Molti, tra operatori e familiari di utenti, denunciano un radicale cambiamento nella presa in carico di chi ha disagi mentali, che starebbe tornando a una visione più medicalizzante, fredda, impersonale, privata e sempre meno aperta al territorio. Ma la pandemia non ci aveva insegnato che la scelta migliore è aumentare il livello di ascolto dei servizi territoriali?

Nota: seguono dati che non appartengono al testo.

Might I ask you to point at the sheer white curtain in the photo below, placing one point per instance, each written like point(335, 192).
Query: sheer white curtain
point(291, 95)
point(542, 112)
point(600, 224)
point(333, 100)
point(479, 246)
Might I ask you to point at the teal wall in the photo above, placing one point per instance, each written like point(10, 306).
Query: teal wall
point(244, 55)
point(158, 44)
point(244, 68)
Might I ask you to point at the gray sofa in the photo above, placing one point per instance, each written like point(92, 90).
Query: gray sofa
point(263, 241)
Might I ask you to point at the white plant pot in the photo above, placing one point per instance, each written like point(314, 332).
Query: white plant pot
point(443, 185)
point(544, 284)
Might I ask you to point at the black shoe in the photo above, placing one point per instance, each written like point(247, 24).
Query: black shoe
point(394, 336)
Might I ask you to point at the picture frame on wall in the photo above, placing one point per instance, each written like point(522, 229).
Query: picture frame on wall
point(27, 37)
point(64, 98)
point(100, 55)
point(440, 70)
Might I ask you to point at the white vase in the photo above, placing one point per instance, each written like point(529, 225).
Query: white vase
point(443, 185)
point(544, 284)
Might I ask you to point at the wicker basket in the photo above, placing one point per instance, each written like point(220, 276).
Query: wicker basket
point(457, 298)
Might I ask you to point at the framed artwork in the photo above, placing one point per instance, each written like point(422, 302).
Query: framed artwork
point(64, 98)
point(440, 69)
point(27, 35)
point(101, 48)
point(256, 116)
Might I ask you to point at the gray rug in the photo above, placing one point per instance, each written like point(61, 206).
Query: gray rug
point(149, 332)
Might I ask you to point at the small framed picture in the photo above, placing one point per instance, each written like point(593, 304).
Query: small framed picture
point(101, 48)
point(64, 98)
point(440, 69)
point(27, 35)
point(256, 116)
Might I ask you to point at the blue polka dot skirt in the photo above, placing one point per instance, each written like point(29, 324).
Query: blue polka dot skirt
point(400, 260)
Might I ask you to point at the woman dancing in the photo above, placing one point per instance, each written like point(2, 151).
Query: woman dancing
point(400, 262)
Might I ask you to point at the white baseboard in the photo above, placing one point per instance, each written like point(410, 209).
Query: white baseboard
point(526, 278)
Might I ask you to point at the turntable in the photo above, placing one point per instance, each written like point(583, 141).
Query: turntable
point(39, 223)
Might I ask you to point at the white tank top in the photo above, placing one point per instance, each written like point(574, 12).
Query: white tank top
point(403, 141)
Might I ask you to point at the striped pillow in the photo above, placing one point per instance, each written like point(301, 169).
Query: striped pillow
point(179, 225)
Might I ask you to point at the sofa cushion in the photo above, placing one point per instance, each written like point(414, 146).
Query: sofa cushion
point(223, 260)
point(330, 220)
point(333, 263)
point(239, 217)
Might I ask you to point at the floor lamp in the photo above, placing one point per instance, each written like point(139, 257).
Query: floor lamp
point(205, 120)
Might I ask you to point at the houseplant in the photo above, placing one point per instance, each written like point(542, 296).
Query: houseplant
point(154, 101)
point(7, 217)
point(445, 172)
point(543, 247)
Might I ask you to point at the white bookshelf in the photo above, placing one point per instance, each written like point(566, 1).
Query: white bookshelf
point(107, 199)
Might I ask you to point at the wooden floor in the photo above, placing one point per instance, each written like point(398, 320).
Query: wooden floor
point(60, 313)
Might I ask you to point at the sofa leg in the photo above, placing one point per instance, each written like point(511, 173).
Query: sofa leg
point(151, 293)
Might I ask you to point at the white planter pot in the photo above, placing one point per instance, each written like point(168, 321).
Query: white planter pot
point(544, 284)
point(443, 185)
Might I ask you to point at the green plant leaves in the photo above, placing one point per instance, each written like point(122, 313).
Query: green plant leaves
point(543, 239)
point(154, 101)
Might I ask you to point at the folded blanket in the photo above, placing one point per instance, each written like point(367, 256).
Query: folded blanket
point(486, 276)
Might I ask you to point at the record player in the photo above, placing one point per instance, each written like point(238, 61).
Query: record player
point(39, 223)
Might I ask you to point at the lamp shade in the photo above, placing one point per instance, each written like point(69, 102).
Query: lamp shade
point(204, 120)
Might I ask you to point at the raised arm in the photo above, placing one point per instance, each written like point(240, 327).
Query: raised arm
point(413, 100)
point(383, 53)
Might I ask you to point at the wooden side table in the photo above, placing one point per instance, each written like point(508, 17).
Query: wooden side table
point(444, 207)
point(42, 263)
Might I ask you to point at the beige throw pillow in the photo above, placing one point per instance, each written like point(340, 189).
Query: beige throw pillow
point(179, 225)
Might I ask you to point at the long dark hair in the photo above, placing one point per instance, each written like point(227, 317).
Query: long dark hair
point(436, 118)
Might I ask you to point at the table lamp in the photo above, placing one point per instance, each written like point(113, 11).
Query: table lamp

«Quotidianamente riscontriamo una progressiva sofferenza da parte dei presidi sanitari pubblici, i quali, se ancora riescono ad adempiere alla funzione diagnostica, e spesso con tempistiche dilatate all’inverosimile, sempre meno riescono a garantire la funzione trattamentale, di presa in carico. Si ingenera di conseguenza un senso di solitudine, di frustrazione e di sfiducia da parte delle famiglie nei confronti dello Stato, con esiti talvolta drammatici. Il farmaco, per quanto necessario nel percorso riabilitativo di chi soffre di gravi disturbi psichici, non può essere l’unica risposta. Forse questo aspetto rappresenta l’eredità più negativa della pandemia: una medicalizzazione estrema fatta di confinamento e distanza, l’idea o credenza che il pharmakon possa sopperire a tutto, che sia in grado anche di sostituire le relazioni, la prossimità di corpi e di esperienze. E, spingendo all’estremo, si ravvisa una dematerializzazione dell’identità, soprattutto negli adolescenti, una sua disseminazione nel mondo virtuale e un ritiro da quello reale. Il rapporto con il territorio diventa allora fondamentale, ed esso dev’essere osmotico, permeabile agli altri. Anche per questo aspetto ribadisco l’importanza del Terzo settore, delle associazioni, delle cooperative che conoscono e vivono la strada e le case della gente, che ne curano la dimensione, la storia, che sanno sporcarsi le mani offrendo la possibilità di costruire alternative al disagio. Per tramutarlo, come insegna Eugenio Borgna, da angoscia desertificante a risorsa possibile».